Once an "A " student who loved school, was involved in many extracurricular activities, was a competitive figure skater and violinist, enjoyed spending time with family and friends, Fallon has spent the last couple of years incapacitated, paralyzed, and unable to sit, walk, or even eat. Currently, Fallon is 30 years old and suffering from a rare and life-threatening disease known as Reflex Sympathetic Dystrophy that was diagnosed in May 2001. Fallon was also diagnosed with severe autonomic dysfunction, severe gastroparesis, and a brain tumor.

Imagine being tormented every waking moment of every day by searing pain in your limbs.
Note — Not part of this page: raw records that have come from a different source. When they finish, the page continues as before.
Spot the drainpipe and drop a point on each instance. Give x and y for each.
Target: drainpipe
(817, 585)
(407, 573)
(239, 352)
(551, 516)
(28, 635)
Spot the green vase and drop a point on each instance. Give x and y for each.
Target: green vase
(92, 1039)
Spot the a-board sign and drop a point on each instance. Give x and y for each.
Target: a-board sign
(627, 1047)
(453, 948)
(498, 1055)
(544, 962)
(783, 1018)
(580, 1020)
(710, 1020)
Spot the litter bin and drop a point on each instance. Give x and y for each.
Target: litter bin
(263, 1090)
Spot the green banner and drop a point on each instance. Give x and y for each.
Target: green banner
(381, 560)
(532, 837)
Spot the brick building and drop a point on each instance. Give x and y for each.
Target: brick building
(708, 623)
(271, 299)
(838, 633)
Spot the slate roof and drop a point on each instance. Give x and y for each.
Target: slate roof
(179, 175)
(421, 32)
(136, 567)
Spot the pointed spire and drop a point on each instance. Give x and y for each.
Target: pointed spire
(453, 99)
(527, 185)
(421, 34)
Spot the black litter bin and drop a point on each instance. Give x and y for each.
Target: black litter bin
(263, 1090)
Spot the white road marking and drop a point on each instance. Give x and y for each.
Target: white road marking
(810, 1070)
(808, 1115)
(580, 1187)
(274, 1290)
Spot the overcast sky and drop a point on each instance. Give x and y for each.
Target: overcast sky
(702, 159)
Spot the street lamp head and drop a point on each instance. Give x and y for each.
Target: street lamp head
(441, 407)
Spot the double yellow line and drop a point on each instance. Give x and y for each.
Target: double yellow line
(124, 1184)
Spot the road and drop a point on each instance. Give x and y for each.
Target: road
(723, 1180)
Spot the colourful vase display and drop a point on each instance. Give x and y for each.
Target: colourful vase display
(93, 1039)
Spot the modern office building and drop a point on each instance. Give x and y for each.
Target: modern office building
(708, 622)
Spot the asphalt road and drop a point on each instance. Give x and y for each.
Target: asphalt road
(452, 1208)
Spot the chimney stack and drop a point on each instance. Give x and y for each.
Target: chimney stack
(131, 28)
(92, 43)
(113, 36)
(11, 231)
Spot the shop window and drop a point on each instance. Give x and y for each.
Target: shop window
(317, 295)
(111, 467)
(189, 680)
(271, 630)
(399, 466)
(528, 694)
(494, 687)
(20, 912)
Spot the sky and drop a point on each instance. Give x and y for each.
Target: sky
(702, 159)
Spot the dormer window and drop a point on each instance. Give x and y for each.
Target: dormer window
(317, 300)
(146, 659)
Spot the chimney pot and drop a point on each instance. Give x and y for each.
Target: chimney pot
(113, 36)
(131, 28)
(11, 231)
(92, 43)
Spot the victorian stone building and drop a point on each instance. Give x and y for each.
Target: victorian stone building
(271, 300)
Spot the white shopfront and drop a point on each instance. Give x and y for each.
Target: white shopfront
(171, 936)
Your arms and legs feel like they are on fire, they are swollen, hot to the touch or freezing cold, and you are unable to sweat. It feels like all the veins of your body being filled with lighter fluid and light them on fire all the time (24/7). Even minor knocks are agonizing. These are just some of the symptoms of Reflex Sympathetic Dystrophy, a poorly understood nerve disease defined by pain in the limbs that is way out of proportion from what is expected following a particular injury or harmful event, such as a surgery or injury; it is a rare, disabling pain disorder in which ordinary sensations such as touch, warmth, and even coolness are perceived as painful. Fallon suffers daily from constant sharp, stabbing, tingling and burning pain; severe headaches; paralysis; intense muscle spasms; twisting of limbs (dystonia); sensitivity to any touch (allodynia); extreme sensitivity to lights and sounds; inability to sweat; swelling; fevers; softening of bones; decreased hair growth; redness and discoloration of the limbs; and painful skin ulcers. All the doctors have said that Fallon is one of the WORST cases that they have ever seen and they have also had. Experts liken the pain response to that of “an engine revving out of control.” On the medically accepted McGill Pain Scale (0=no pain -to- 50=worst pain) RSD is ranked as the most intense and extreme type of pain you can possibly experience… above a bone fracture, cancer pain, childbirth and even above amputation! Tom Haederle of Johns Hopkins University has described RSD like this: "If Hell were a clinical medical condition, it might look something like my disease."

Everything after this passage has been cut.